You may only use the federal registration symbol — "®" — after the USPTO approves your trademark.

What Types of Applications May Be Filed

A person or business can register a trademark for the following materials:

  • Words
  • Designs
  • Combination marks (text and a brand symbol/icon)

In addition to these traditional marks, a person or business can register nontraditional and nonvisual marks associated with their intellectual property. This includes:

  • Colors
  • Shapes
  • Layouts
  • Sounds
  • Scents
  • Flavors
  • Motion marks
  • Collective marks
  • Certification marks

What Is the Basis for Filing a Trademark Application?

You may file either a use-based or intent-based application. The rights for these types of trademarks are outlined under the Lanham Act.

Use-Based Application

File a use-based application if you're already using the content that you want to trademark.
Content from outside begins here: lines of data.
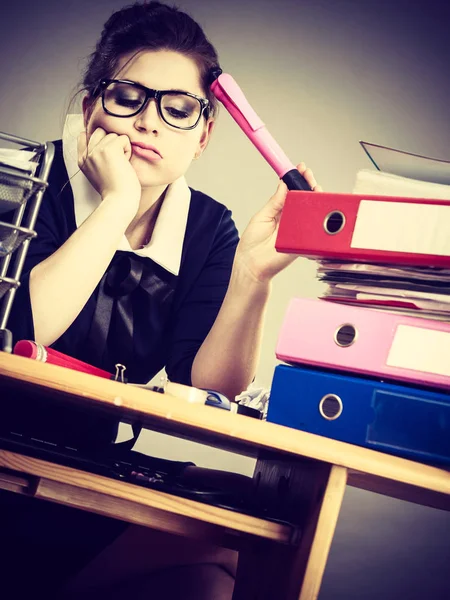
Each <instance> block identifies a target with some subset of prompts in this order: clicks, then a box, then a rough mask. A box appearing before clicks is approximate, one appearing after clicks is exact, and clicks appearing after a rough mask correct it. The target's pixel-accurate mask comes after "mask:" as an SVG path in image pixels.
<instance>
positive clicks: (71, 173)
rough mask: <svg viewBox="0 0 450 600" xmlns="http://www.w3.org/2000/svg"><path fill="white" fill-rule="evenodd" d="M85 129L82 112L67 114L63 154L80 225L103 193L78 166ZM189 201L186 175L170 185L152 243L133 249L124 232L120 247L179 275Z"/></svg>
mask: <svg viewBox="0 0 450 600" xmlns="http://www.w3.org/2000/svg"><path fill="white" fill-rule="evenodd" d="M83 129H84V124H83V116H82V115H67V118H66V122H65V124H64V131H63V156H64V163H65V165H66V169H67V173H68V175H69V178H70V184H71V186H72V192H73V198H74V207H75V221H76V224H77V227H79V226H80V225H81V224H82V223H83V222H84V221H85V220H86V219H87V218H88V217H89V215H90V214H91V213H92V212H93V211H94V210H95V209H96V208H97V206H98V205H99V204H100V202H101V197H100V194H98V192H97V191H96V190H95V189H94V188H93V187H92V185H91V184H90V182H89V180H88V179H87V177H86V176H85V175H84V173H82V172H81V171H80V170H79V168H78V150H77V138H78V135H79V134H80V133H81V131H83ZM190 203H191V191H190V189H189V187H188V185H187V183H186V180H185V178H184V177H180V178H179V179H177V180H176V181H174V182H173V183H172V184H171V185H169V187H168V188H167V191H166V195H165V197H164V201H163V203H162V206H161V210H160V211H159V215H158V219H157V220H156V224H155V229H154V230H153V234H152V238H151V240H150V243H149V244H148V245H147V246H145V248H142V249H139V250H133V249H132V248H131V247H130V244H129V243H128V240H127V238H126V236H125V235H123V237H122V239H121V241H120V244H119V247H118V248H117V249H118V250H124V251H126V252H134V253H135V254H137V255H138V256H147V257H148V258H151V259H152V260H153V261H155V262H156V263H158V264H159V265H161V267H163V268H164V269H166V271H169V272H170V273H173V274H174V275H178V273H179V271H180V263H181V252H182V249H183V242H184V235H185V232H186V223H187V218H188V213H189V207H190Z"/></svg>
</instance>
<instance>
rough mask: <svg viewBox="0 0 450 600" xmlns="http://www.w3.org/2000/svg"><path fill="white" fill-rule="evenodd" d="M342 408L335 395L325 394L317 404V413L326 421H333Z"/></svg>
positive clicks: (339, 416) (337, 415)
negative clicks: (322, 417)
mask: <svg viewBox="0 0 450 600" xmlns="http://www.w3.org/2000/svg"><path fill="white" fill-rule="evenodd" d="M343 409H344V406H343V404H342V400H341V399H340V398H339V396H336V394H326V395H325V396H324V397H323V398H322V399H321V401H320V402H319V412H320V414H321V415H322V417H323V418H324V419H326V420H327V421H334V420H335V419H337V418H339V417H340V416H341V414H342V411H343Z"/></svg>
You'll have to demonstrate that you're using the mark commercially for the USPTO to approve a use-based application. This means you must be using the marked content for commerce that the U.S. Congress lawfully regulates.
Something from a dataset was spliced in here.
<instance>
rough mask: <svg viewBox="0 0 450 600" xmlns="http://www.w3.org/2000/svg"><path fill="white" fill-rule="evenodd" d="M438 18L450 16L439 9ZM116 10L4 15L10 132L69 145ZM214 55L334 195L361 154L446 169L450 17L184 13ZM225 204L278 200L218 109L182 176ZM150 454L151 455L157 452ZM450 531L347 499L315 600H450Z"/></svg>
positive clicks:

You must also include a sworn statement with your application stating:

  • That you're using the mark commercially.
  • The date when you first used the mark.
  • The date when you first used the mark commercially.

The wording needed for this statement is part of the standard application form. You just need to fill in the information and sign the statement.

Intent-to-Use Application

File an intent-to-use application if you plan to use the mark in the future. This reserves the mark for you to use, but it isn't officially registered until you prove that you're using the mark commercially.

You may also file an application via the Madrid Protocol. If approved, this will extend your trademark protections to all countries associated with the International Registration of the World Intellectual Property Organization. You don't file this application directly with the USPTO.

What Are the Requirements to Obtain a Filing Date?

The first step to obtaining a filing date is to perform a search with the Trademark Electronic Search System database. After confirming that an identical or similar mark in the same categories isn't registered, you can move forward with your application. You can file your trademark application online via the Trademark Electronic Application System.

If you want to register a mark that has a design element, you'll have to search for similar or identical marks using a six-digit design code. You can determine your code using the Design Search Code Manual.

U.S. common law grants trademark protection to the first person or business that uses the mark in a certain geographic area. The mark doesn't have to be registered. However, if you decide to register a mark that you've been using and notice that someone else has already officially registered it, you may need to proceed with a lawyer to secure trademark protections.